Re:wasn't a snip (Score:2)
Nothing special this way comes (Score:2, Informative)
"php regular expression" AND "tutorial"
on AllTheWeb gives me 131 results, with more than half being a reference to a PHP website manual (and even a dislaimer footer because it had the words "PHP" and "and" in it ???). Moreover, it took my "and" literally as a search criteria, though my advance searching techniques could probably use a bit of help
In comparison, Google gives me 73 links (without omitted results showing) with many results displaying ALL my keywords in bold and not ONE of them using "and" as a keyword.
Dunno, I'm probably a bit biased anyway since "Google" types out so much easier for me (repetition i guess) than "alltheweb".
pblt....
RTFM (Score:2, Informative)
There is actually a help link. "php regular expression" + "tutorial" would have given you what you wanted.

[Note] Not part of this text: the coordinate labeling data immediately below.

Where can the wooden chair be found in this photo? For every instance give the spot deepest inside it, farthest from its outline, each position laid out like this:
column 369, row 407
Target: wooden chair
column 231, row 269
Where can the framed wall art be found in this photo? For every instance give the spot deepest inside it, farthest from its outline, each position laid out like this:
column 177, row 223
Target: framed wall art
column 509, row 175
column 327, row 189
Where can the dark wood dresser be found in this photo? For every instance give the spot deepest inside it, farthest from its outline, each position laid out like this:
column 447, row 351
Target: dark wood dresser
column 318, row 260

If you want to compare two tools you should at least use enough time to see if you have to use the two differently, and then see what is best at getting the job done.

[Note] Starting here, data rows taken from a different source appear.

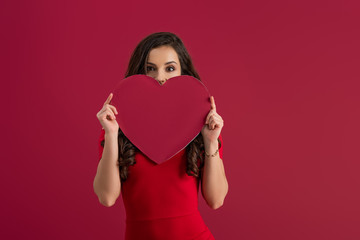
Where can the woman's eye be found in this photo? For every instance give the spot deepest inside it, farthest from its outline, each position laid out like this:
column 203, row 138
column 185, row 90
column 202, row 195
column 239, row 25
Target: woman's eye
column 171, row 68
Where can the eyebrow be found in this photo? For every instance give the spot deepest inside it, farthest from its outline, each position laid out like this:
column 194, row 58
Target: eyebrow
column 165, row 63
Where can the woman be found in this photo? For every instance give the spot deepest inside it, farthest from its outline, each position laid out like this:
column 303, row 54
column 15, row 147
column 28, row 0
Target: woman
column 161, row 199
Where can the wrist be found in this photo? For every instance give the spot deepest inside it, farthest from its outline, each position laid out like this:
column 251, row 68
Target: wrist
column 211, row 149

Higher for a reason... (Score:2, Informative)
Google returns one accurate site for the company "DataHive", one domain name (not the proper one, but how would it know =)

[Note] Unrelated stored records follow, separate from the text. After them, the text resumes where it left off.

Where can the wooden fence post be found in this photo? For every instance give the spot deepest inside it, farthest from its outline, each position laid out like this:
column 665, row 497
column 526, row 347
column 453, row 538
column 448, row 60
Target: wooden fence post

This site returns 3 different domains, and tries to present them as different pages, though they all have the same content.
I can imagine its easy to claim more than google when you multiply the number of real hits.
I must say though, the results I found were pretty good for a number of queries. Definetly a google competitor. It does not seem to find all of the newsgroup/mailing-list stuff that google returns, good or bad depending on what you are searching for.
Its nice to have another competant option
Re:Higher for a reason... (Score:2)
I have a feeling this could be similar to the recent Hotmail changes, where a friend of mine with the last name Hancock was told he had to change his last name because it violated their rules. Same went for someone with the last name Hacker. When filtering like that you have to be very careful, because just because something is a naughty word in one context, doesn't mean it is in every context.
Re:Higher for a reason... (Score:2)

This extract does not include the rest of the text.